How Travis Perkins put cloud at the heart of its five-year roadmap – and reaped dividends

In 2013, building and construction firm Travis Perkins developed a five-year roadmap for its IT. Technology would be seen as a ‘key enabler of strategic change’ rather than a support function, with investments amounting to more than double the IT budget, enhancing infrastructure and getting to grips with open source and cloud architecture in the process.

Four years into the plan, things seem to be going swimmingly. The IT budget has been duly doubled, and the company’s self-service portal supports 30,000 staff.

The key to Travis Perkins’ success has been changing the IT service management (ITSM) environment from a firefighting ‘fix fast’ approach to focus on cloud-based technology and a ‘fail less’ outlook. This has come through the use of ServiceNow from UK-based IT solutions provider Fruition Partners.

“The previous approach was mostly a result of having a spread of legacy solutions in place and no unified way to manage them,” Wendy Collison, Travis Perkins project manager for service development, told CloudTech. “Now, we are creating greater integration and efficiency across the business by harnessing multi-channel transactional support, re-engineering and upgrading legacy systems to provide enhanced infrastructure to provide fix solutions quicker.”

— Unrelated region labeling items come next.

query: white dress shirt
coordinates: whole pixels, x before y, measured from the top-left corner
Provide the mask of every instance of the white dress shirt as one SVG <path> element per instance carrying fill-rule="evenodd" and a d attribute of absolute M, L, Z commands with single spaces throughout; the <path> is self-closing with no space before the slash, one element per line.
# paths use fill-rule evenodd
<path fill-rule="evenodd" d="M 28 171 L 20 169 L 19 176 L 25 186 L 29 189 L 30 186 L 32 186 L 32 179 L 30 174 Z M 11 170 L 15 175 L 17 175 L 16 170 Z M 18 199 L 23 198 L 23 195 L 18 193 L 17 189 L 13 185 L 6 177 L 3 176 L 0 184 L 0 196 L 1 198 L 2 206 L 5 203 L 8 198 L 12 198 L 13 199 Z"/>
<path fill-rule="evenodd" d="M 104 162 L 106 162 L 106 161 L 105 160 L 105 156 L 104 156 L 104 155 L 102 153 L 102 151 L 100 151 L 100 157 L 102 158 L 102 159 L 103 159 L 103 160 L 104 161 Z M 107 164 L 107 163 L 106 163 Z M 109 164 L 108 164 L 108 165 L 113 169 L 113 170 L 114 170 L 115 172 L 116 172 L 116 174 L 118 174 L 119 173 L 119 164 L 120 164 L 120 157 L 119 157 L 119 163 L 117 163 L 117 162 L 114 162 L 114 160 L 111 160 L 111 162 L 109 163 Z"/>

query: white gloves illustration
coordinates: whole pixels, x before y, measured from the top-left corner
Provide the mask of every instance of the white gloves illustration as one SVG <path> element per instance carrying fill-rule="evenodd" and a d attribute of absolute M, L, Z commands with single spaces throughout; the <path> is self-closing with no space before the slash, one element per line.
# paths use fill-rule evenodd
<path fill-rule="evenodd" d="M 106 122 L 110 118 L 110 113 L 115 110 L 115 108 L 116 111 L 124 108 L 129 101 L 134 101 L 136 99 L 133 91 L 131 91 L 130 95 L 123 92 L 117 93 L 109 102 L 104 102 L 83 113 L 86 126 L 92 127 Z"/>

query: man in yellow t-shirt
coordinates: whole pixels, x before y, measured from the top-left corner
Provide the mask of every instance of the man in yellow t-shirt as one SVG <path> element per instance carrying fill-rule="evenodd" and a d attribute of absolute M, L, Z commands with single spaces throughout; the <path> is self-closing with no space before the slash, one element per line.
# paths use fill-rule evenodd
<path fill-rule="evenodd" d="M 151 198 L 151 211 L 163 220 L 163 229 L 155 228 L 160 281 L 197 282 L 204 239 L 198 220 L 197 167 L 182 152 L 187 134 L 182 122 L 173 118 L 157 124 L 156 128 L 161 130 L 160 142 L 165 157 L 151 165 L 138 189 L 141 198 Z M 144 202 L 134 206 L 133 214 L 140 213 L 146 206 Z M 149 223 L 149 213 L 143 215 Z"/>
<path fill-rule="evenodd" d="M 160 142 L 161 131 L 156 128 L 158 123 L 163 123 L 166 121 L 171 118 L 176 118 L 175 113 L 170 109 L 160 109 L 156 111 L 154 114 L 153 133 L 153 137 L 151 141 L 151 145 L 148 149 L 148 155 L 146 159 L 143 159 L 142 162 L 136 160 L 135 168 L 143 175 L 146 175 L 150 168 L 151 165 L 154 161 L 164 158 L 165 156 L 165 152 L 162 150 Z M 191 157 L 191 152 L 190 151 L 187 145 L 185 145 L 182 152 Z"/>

In July 2014, the service delivery team launched SolveIT, the first iteration of a self-service website. To begin with, the portal was focused on IT support, which helped users log IT incidents and track progress, as well as provide information so users could fix issues themselves.

Today, it is now accessible to all 30,000 employees across the Travis Perkins group, with 10% of all incidents and service requests going through the portal. This is described by the company as a ‘good achievement’, taking into account the fact the many workers in stores and warehouses who are less likely to use the portal through their job role. The company also reports a more than 20% reduction in incidents, and quicker root cause analysis.

“It took a while to gain momentum as for some colleagues in branch and store locations they didn’t notice any significant changes to working methods,” added Collison. “But through further updates and enhancements with ServiceNow, colleagues are seeing a real difference to the updates and information they receive, they are better informed and service teams have more time to concentrate on delivering better services and anticipating problems before they happen.”

Ultimately, the goal is to ‘move fully to a services-based organisation based around a service catalogue, detailing all the business services the organisation provides along with associated costs and commitments’. One such development in the pipeline is putting together an online branded clothing store for Travis Perkins staff, with employees being able to select uniform, schedule delivery, and organise returns via an automated system.

“The first step was to create a successful product catalogue enabling colleagues to purchase devices from our self-service portal, such as phones, laptops [and] printers,” said Collison. “Moving forward, we aim to create a full service catalogue where businesses will be able to purchase readily available solutions such as websites, business analytics and customer relationship solutions.”

This shows there are still a couple of steps to go for Travis Perkins – but the journey already undertaken gives a glimpse of how a long-term cloud plan, properly executed, can reap rewards.